8 yo son driving us nuts- advise please! Lock Rss

Hi,
Our 8 yo son is driving us nuts with his behaviour and nothing we do seems to be working. He lies, and is deceitful and was recently caught stealing (this was punished by grounding for 1 week with no tv, dessert, no riding bike or playing with friends, loss of pocketmoney, extra chores, had to write letter of apology and paid postage to return items).
His other behaviour is hitting or kicking his 3 yo brother when we can not see him. He is lazy and does not tidy his room but instead throws things behind boxes which I then find at a later date.
Lossing privledges doesn't seem to be working, and last night for the first time in years he was smacked for repeatedly back-chatting (which is another of his traits). This was the last straw for my DH and I as we are pulling our hair out to find something that works with him, and we don't usually smack our kids.
I am at the stage right now where I want to empty his room of all his toys and books until he can learn to be responsible and behave properly.
Can anyone PLEASE help? I dread knowing he is coming home from school as I know his back-chatting, and general bad behaviour will begin again.
And to top if off, at school he is an excellent student, and behaves beautifully for his teachers!!
Thanks for listening.

Mum to Jack 8, Zane 3 & Angus born 06//09/07

Hi
You poor thing. It can be so stressful sometimes. How long has it been going on for. There are no problems at school for him are there. He is not being bullied or anything is he. It could be that he is and just not telling anyone. One other thing it could be that he is experiencing difficulty with the new bub. Maybe he feels that he is being left out. I know that my kids felt a little left out when our DS#3 was born. My teens felt like they were being told to wait all the time and my toddler just did not know how to cope and he really acted out. He is just staring to settle now,that is because I have the little one in a routine now and we are back to normal a bit. I know it can get you down when you don't know what is going wrong but take heart. They all go through this I think. He is old enough to sit down and talk to. If you find you can't maybe there is someone else he might talk to like an older cousin, aunt or uncle or maybe the teacher at school. Then at least you might find out if there are any problems he might not be telling you. He could feel like mum does not love him or care for him as much. NOT that it is true but you don't know what he is thinking. He might be resentful towards the younger ones for taking mum away from him. Maybe you need to have time for you and him alone. Even if is 10mins when he does not have to share mum. He might be stealing just to get your attention. Any attention be it good or bad.

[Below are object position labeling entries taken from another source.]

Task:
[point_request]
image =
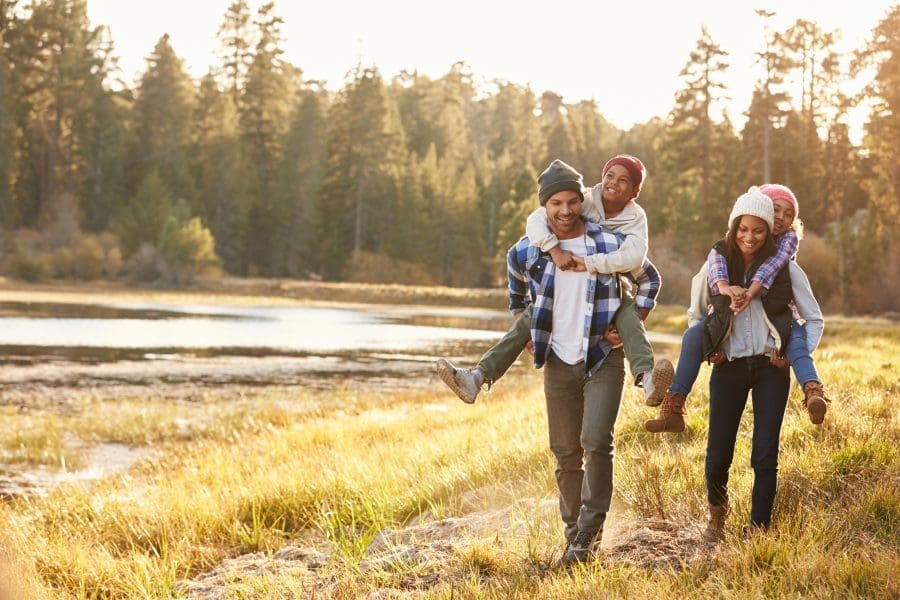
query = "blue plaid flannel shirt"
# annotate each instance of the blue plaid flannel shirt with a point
(785, 249)
(531, 280)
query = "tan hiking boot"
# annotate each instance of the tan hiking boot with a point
(715, 529)
(657, 381)
(465, 383)
(671, 415)
(815, 402)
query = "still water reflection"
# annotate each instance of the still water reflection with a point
(292, 329)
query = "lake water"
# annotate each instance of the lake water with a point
(56, 350)
(280, 329)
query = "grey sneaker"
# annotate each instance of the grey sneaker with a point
(657, 381)
(583, 548)
(465, 383)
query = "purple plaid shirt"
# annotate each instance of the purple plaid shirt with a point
(785, 249)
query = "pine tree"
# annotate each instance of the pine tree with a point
(298, 189)
(163, 113)
(265, 116)
(555, 127)
(691, 145)
(882, 139)
(365, 159)
(234, 35)
(57, 58)
(217, 169)
(7, 112)
(141, 220)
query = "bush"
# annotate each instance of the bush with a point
(28, 267)
(676, 268)
(188, 249)
(146, 265)
(89, 257)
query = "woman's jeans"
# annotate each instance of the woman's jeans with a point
(729, 385)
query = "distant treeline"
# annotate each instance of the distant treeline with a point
(259, 171)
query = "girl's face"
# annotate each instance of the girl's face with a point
(751, 235)
(784, 216)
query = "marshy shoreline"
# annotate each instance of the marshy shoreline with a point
(392, 488)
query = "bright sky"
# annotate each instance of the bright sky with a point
(625, 55)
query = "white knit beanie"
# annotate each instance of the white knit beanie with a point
(755, 203)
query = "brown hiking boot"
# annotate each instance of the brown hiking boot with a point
(715, 529)
(671, 415)
(815, 402)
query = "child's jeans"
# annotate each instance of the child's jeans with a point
(691, 357)
(797, 351)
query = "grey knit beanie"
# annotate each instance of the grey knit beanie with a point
(755, 203)
(558, 177)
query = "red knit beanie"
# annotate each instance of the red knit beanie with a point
(634, 167)
(776, 191)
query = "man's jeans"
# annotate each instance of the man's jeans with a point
(581, 413)
(497, 360)
(729, 385)
(691, 357)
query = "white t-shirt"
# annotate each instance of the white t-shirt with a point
(570, 308)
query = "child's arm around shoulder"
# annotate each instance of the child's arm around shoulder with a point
(631, 255)
(785, 247)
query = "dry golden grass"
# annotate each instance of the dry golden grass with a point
(232, 480)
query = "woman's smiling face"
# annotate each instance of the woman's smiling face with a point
(751, 235)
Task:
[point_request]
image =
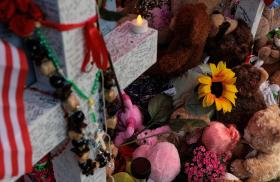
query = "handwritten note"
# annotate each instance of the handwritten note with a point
(250, 11)
(131, 53)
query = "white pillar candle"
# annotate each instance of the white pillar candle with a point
(139, 25)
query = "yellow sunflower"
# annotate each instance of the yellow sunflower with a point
(219, 88)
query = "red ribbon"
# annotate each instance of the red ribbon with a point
(95, 44)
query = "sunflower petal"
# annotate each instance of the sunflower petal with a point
(229, 96)
(230, 81)
(226, 74)
(204, 80)
(208, 100)
(214, 69)
(227, 107)
(230, 88)
(202, 89)
(218, 103)
(221, 66)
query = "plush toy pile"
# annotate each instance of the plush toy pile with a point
(220, 121)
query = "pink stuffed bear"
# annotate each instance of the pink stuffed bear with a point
(220, 139)
(129, 121)
(164, 159)
(152, 140)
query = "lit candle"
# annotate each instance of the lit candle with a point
(139, 25)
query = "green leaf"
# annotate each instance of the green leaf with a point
(178, 124)
(160, 108)
(194, 105)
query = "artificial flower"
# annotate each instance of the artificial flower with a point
(218, 88)
(205, 166)
(7, 10)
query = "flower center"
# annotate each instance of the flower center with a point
(217, 89)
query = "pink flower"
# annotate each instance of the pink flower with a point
(205, 165)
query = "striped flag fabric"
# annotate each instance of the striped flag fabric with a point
(15, 146)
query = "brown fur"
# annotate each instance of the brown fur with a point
(231, 48)
(249, 99)
(263, 133)
(191, 29)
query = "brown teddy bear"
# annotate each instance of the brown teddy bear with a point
(232, 42)
(263, 134)
(268, 50)
(249, 98)
(191, 28)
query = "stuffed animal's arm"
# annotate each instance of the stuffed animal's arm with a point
(260, 168)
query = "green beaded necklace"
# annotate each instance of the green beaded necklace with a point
(79, 92)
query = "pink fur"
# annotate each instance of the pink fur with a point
(152, 140)
(219, 138)
(164, 159)
(129, 121)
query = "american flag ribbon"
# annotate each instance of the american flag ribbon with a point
(15, 145)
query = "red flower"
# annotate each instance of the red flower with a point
(22, 5)
(7, 10)
(22, 25)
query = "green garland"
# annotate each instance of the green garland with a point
(79, 92)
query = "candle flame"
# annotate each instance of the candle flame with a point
(139, 20)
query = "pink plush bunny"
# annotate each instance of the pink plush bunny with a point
(129, 121)
(220, 139)
(152, 140)
(164, 159)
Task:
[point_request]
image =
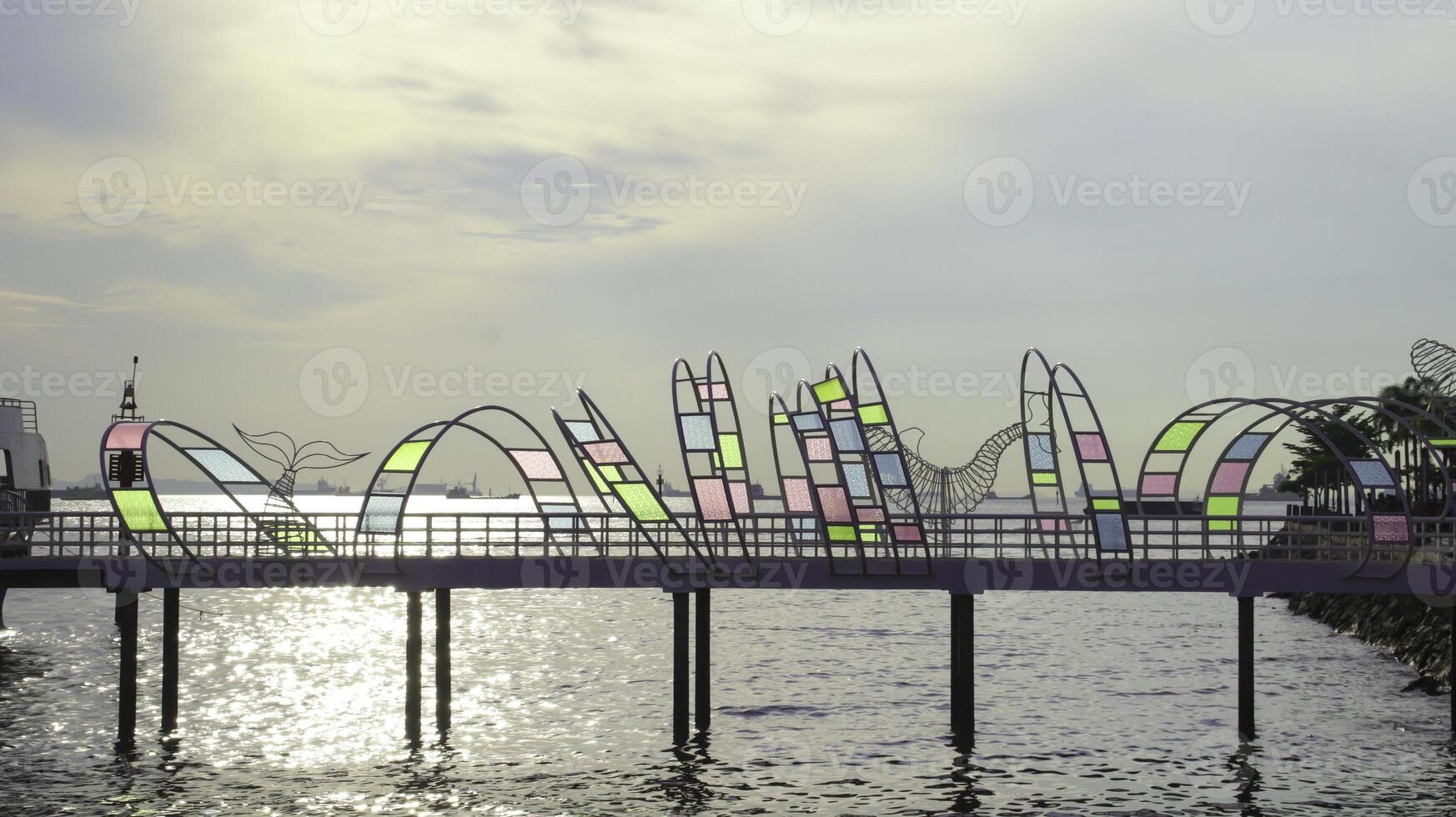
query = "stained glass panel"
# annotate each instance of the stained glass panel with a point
(536, 464)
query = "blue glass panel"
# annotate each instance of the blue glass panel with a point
(856, 478)
(1040, 446)
(698, 433)
(808, 421)
(382, 514)
(846, 434)
(1372, 474)
(1112, 532)
(223, 466)
(1247, 448)
(890, 469)
(583, 431)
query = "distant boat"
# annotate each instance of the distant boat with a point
(460, 493)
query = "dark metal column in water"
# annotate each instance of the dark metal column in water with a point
(1247, 667)
(680, 667)
(443, 660)
(412, 645)
(962, 666)
(702, 673)
(127, 688)
(171, 622)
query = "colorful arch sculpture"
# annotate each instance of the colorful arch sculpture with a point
(529, 454)
(1167, 460)
(618, 478)
(715, 458)
(1091, 452)
(126, 466)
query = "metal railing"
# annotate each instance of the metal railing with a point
(763, 534)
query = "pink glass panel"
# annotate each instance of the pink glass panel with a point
(740, 497)
(796, 494)
(835, 504)
(819, 449)
(1391, 529)
(1092, 448)
(606, 454)
(712, 499)
(1159, 484)
(127, 434)
(909, 534)
(1229, 479)
(536, 465)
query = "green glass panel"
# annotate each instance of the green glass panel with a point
(1178, 437)
(595, 477)
(731, 454)
(140, 512)
(874, 414)
(831, 391)
(640, 501)
(1222, 507)
(407, 456)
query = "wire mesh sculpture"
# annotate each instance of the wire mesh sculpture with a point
(280, 449)
(950, 489)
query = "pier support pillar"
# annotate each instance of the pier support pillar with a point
(171, 622)
(127, 686)
(680, 667)
(412, 645)
(702, 672)
(443, 660)
(962, 667)
(1247, 667)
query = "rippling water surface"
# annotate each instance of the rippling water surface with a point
(827, 702)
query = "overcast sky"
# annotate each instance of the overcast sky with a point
(392, 210)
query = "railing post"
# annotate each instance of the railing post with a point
(171, 663)
(1247, 667)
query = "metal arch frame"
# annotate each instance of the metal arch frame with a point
(1094, 513)
(579, 450)
(831, 413)
(154, 430)
(715, 460)
(801, 440)
(464, 421)
(891, 448)
(1293, 411)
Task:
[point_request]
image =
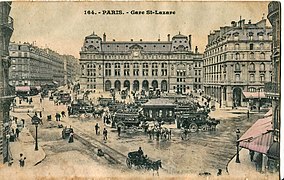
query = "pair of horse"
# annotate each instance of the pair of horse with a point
(140, 161)
(162, 132)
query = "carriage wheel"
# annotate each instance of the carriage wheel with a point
(121, 124)
(193, 127)
(204, 127)
(128, 163)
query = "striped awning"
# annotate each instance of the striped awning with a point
(259, 136)
(254, 95)
(22, 88)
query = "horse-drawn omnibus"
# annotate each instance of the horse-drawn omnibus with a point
(124, 93)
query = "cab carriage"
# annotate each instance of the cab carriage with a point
(127, 118)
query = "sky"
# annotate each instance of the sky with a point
(62, 26)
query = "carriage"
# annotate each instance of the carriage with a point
(196, 121)
(136, 159)
(127, 118)
(81, 107)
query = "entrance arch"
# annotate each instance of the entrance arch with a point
(155, 84)
(135, 85)
(107, 85)
(127, 84)
(237, 96)
(164, 86)
(145, 85)
(117, 85)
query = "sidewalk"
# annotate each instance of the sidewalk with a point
(247, 169)
(25, 144)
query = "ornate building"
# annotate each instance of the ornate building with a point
(237, 63)
(169, 65)
(34, 66)
(5, 90)
(272, 89)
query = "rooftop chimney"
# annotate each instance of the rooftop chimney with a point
(104, 37)
(189, 41)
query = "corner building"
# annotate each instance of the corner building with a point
(237, 62)
(6, 97)
(34, 66)
(169, 65)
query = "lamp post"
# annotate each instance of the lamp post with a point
(7, 140)
(36, 145)
(258, 100)
(238, 136)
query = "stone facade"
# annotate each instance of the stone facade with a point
(5, 90)
(34, 66)
(168, 65)
(237, 60)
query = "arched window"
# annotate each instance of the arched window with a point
(252, 67)
(237, 46)
(262, 67)
(262, 55)
(237, 67)
(251, 55)
(261, 46)
(237, 56)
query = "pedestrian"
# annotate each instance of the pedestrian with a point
(57, 117)
(248, 114)
(251, 153)
(219, 173)
(71, 137)
(23, 121)
(17, 132)
(105, 134)
(22, 160)
(97, 128)
(63, 114)
(119, 130)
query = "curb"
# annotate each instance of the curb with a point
(40, 160)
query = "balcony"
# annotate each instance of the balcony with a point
(272, 89)
(8, 24)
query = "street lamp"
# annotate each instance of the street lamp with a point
(36, 125)
(8, 139)
(238, 136)
(258, 100)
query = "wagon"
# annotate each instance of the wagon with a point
(66, 132)
(135, 159)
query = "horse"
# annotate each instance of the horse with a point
(165, 133)
(154, 165)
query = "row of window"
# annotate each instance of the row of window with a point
(237, 78)
(144, 56)
(236, 56)
(237, 67)
(216, 50)
(236, 37)
(126, 72)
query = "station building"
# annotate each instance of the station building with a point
(34, 66)
(237, 63)
(168, 65)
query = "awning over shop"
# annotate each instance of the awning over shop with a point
(160, 102)
(269, 113)
(259, 136)
(22, 88)
(274, 151)
(254, 95)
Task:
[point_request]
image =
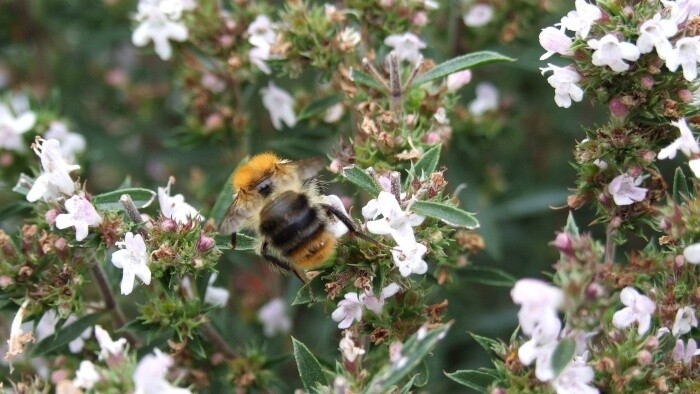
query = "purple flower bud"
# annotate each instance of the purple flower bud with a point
(205, 243)
(563, 243)
(617, 108)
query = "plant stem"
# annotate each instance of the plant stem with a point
(111, 303)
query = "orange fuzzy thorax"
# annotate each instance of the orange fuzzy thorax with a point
(255, 169)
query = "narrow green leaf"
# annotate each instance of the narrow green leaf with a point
(361, 78)
(476, 380)
(223, 201)
(460, 63)
(562, 355)
(317, 107)
(451, 215)
(428, 162)
(490, 276)
(310, 370)
(360, 178)
(413, 352)
(110, 201)
(65, 335)
(488, 344)
(243, 242)
(571, 227)
(680, 185)
(310, 292)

I am not sure of the problem but I hope I have helped at least a bit. Remember that you are not alone, lots of people go through this thing all the time and the kids turn out fine. As long as you can rule out any major concerns on his part. Just keep up the loss of privileges and grounding. It will work eventually.

Good Luck and Take Care
Rachel

My DD now 9 started similar behaviour at that age and my nephew, the same age as my daughter, is the same. It seems to be a thing common to the age group where they see how far they can push. It is a hard time and sometimes nothing seems to work. I can talk to my DD and punish her by not letting her go to the disco or party etc and the following week she will do the same thing.
I found that her biggest problem is lying and blaming others for anything that happens.
I find they only thing that seems to make an impression is to talk to her, away from her brothers. I ask her how she would feel if someone did to her what she has done. Ie called names or lied. I make her think about it and then explain to me what she thinks she would feel. This puts her in other peoples shoes and hopefully, maybe, eventually make her think abour her behaviour.

It is hard and try to stay strong.

Good Luck

currently being updated please check back later.

I feel for you. We have had the same problem with our 8 year old son the only thing is we have had it since he was 5yrs. There could be so many different reasons for his behaviour. He could be jellous. All the things you have done me and my husband done too and much much more..I think the back chatting is really annoying and really frustrating. Sometimes our boy did it for attention didn't care if it was bad or good attention. It is very frustrating i know. We emptied his room it worked for awhile then he didn't really care as he just thought oh well being naughty gives me more attention. I bet you felt like crap after smacking him too. The only thing i can suggest is ring the youth mental health services and see if you can get some help through them that is what we are doing and the person we see are not judgemental at all and they realise people need help. Also try dad to have say a couple of hours 1 on 1 with him on the weekend that may help, if its possible tho as some families are really busy. Not saying he doesn't already do it but it mite help him and it gives you a break as i know how hard and stressful it is. Also don't be afraid to say to others who may have him that this how we are approaching things can you please help by doing it our way, as he might start to try and play people against each other thinking it will keep him out of trouble.

I hope it helps i know its hard but try to keep positive.
wow, he sounds just like my 9 yr old. We emptied his room of toys and books etc, too and it didn't make a diff, except his room was tidier hehehe.

I reckon he may be bored (my son) as we don't get out enough for him to burn up his neverending energy.

I know i might be difficult but if you have a small bub he will be craving the attention. Can you arrange for some time either after bub has gone to bed or on the weekend when you can spend special time with him ask what he wants to do and as bub gets older involve him as well but still make the time about your son. Get him involved in family time as much as you can. Maybe you can ask him what he wants for tea then get him to help you make it or something nice for dessert (once his punishment ends of course you can have double standards). Time with dad might be good maybe a boys only camping trip etc.